The cicadas are back.
Over the past few weeks, across a wide swath of the eastern United States, the notoriously noisy bugs have emerged by the billions from their long, underground adolescence.
On a muggy afternoon at the farmers’ market in the St. Louis suburb of Kirkwood, Missouri, the cicada invasion is in full force and local residents have mixed feelings about it.
“I just like holding them and putting them on the trees and stuff,” says Matt Covington, 10, who loves the insects. “They tickle when they crawl on you, it’s fun.”
Nineteen-year-old Lauren Pierce takes the opposite view.
“Oh my gosh, they look like little devils, and I don’t like it,” she says. “I think they’re stinking up my neighborhood. They’re rotting everywhere and they smell bad and they’re really loud in some places, and…it’s kind of a nuisance.”
They are definitely make a lot of noise. The males sing to attract mates. Chris Hartley, an entomologist at the Sophia M. Sachs Butterfly House in Chesterfield, says they make that sound by vibrating an organ on the side of their thorax called a tymbal. They actually use their wings to amplify and resonate the sound out, which adds to the racket.
But these periodical cicadas have spent the past 13 years not making any noise at all. They’ve been underground, feeding on the juices of tree roots, as small brown juveniles, or nymphs.
“The nymphs are these strange kind of alien-looking things that have no wings, very rudimentary legs that are only good for crawling and nothing else, and they kind of have these huge, claw-like front legs,” says Hartley.

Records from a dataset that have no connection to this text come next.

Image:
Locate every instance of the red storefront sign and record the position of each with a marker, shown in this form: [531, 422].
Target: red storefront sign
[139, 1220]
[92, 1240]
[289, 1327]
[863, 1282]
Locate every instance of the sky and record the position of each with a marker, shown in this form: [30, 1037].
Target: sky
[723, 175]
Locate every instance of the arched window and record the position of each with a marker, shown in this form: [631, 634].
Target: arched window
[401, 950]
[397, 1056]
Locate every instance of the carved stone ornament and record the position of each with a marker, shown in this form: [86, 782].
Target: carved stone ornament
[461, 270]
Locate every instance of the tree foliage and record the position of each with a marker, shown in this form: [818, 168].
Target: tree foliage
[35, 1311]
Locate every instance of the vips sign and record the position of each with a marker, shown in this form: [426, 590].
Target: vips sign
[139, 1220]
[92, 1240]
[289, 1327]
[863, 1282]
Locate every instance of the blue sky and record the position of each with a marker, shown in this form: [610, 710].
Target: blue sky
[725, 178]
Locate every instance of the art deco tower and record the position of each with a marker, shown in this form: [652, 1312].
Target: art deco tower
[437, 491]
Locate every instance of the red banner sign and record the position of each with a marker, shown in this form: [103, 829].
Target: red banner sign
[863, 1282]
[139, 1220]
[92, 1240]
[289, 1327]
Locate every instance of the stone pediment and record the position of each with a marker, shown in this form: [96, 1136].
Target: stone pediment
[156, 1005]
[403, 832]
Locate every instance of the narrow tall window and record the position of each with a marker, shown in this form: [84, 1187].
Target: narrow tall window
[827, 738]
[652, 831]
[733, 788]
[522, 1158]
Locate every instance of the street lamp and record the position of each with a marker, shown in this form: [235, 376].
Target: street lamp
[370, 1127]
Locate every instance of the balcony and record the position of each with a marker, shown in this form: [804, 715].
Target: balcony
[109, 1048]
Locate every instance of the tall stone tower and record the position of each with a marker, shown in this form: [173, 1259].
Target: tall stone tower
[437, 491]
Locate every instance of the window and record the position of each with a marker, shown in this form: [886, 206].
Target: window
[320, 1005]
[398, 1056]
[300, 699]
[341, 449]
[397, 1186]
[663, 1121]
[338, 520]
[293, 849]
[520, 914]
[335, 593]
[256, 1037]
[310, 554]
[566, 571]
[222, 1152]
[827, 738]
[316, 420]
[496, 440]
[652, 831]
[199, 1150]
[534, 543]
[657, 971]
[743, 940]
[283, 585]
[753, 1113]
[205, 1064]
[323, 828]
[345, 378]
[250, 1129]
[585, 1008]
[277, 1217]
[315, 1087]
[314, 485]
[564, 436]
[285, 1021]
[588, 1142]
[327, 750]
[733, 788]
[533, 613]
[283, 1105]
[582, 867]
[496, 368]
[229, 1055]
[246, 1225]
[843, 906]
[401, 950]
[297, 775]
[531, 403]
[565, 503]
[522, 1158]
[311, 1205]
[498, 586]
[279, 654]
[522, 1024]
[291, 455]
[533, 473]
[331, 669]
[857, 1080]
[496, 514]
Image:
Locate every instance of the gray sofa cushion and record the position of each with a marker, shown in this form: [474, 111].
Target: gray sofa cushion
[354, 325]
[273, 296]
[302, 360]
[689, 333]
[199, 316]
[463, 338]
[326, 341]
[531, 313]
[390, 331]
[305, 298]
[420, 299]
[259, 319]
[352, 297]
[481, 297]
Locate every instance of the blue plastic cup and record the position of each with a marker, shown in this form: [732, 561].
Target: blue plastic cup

When they’re ready to emerge, the nymphs tunnel their way to the soil surface in the middle of the night, leaving visible holes in the ground a little over a centimeter in diameter. They climb up the nearest bush or tree and molt for the last time, littering the foliage with their old brown casings.
When the adult cicadas first emerge in the darkness, they’re soft, pale white, and very vulnerable. It takes a couple of hours for their exoskeleton to darken, and their wings to unfold and dry to a translucent orange-gold.
The red-eyed adults are about three centimeters long and live for three to four weeks.
“A female will lay, throughout her lifespan, about 600 eggs,” says Glenn Frei, who helps care for the live insect collection at the Saint Louis Zoo. He says female cicadas use a sword-like organ, called an ovipositor, to slice into small tree branches and insert their eggs.
When the ant-sized nymphs hatch six to 10 weeks later, they drop to the ground, dig a burrow, and start the 13-year cycle all over again. The egg-bearing twigs often turn brown, droop, and die. But Frei says cicadas aren’t locusts – they don’t eat leaves or attack crops.
“They’re causing some minor damage, but overall, even with the massive numbers of them, they’re not going to do enough to kill a healthy full grown tree," says Frei. "Young saplings may get enough damage where it could kill them, just because they’re not old enough, but for the most part a healthy, older tree is going to do just fine.”
Frei says the number of adult periodical cicadas has already peaked in the area and he expects them to die off in the next couple of weeks.